There are a number of benefits to open-text responses in that they can provide context and meaning when interpreting the results of the closed questions and identify the cause and effect of the statistics. Open text responses allow respondents to elaborate on their responses and may identify themes not covered by the closed questions. One of the challenges of open text responses is how to uncover the key insights.

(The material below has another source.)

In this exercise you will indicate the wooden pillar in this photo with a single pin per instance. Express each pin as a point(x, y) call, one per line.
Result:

The most common way of incorporating text data is via text analysis which identifies patterns and themes in the responses. These themes can be used to create text buckets allowing responses to be categorised and analysed as numeric data.
Cleaning text data
Just like numeric data, text data needs to be cleaned. The researcher needs to review all the text responses and removed the invalid data, this is any responses that do not relate to or add value to the research. A common example of invalid data is respondents who answer “no” “none” or “.” to an extension or general text question. The other common example of invalid data is a response that is not on topic, this is actually more common than one may think. Some recent examples of this has included comments on the Flag Referendum in a customer satisfaction survey, general comments and thoughts about the Government of the day and one’s thoughts and opinions about cyclists in a survey on proposed changes to dog control by-laws. This often is a manual process as some relevant data may be included within what at first glance may be invalid data but can have its’ rewards in terms of Huh moments.
There are software options which can do the data cleaning based on programmed or learned algorithms however these have limitations. Once the data has been cleaned one is ready to analysis and code it.
Manual coding involves an individual reading each comment and assign it to the appropriate text bucket/s. While this method is considered best practice it does have its’ disadvantages. It is labour intensive and requires a reasonable level of skill to do.
The way text responses are coded can also be open to researcher bias as they interpret what the respondent said and what they were trying to communicate. Be honest humans are imperfect machines.
Best practice includes the on-going reviewing the text buckets. Every response should fit into at least one bucket even if it is a generic, not applicable bucket. As you code the responses notice the patterns and themes emerging and let these guide the code frame. Review the code frame on a regular basis as you may be able to merge some buckets while others may have to be split as the data emerges.
There are a number of programs which will do text coding for you. Again this automation process is based on programmed or learned algorithms which are its’ limitations and disadvantages. In Q Research Software one sets up the code frame, manually codes a portion of the data (15-20%) and then the software can code the rest of the data based on both programmed and the learned algorithms from the manual coding process. The advantage of automatic coding is quick and cost-effective to do.
I will be covering automatic coding in a future blog.
Once you have completed the analysis the question is how do you present the data in a meaningful way.
Text analysis transforms raw text data into numeric data making it a lot easier to incorporate into a report. Instead of having hundreds of individual pieces of data they have been categorised into themes. From this point, one has all the display options available with numeric data at their disposal. It is up to the researcher to pick the option which best summarises the data and meets the needs of the client. Your report can include quotes from the text data to highlight important themes or messages. Quotes can also be used to increase the general appeal and reliability of the report as well as liven it up.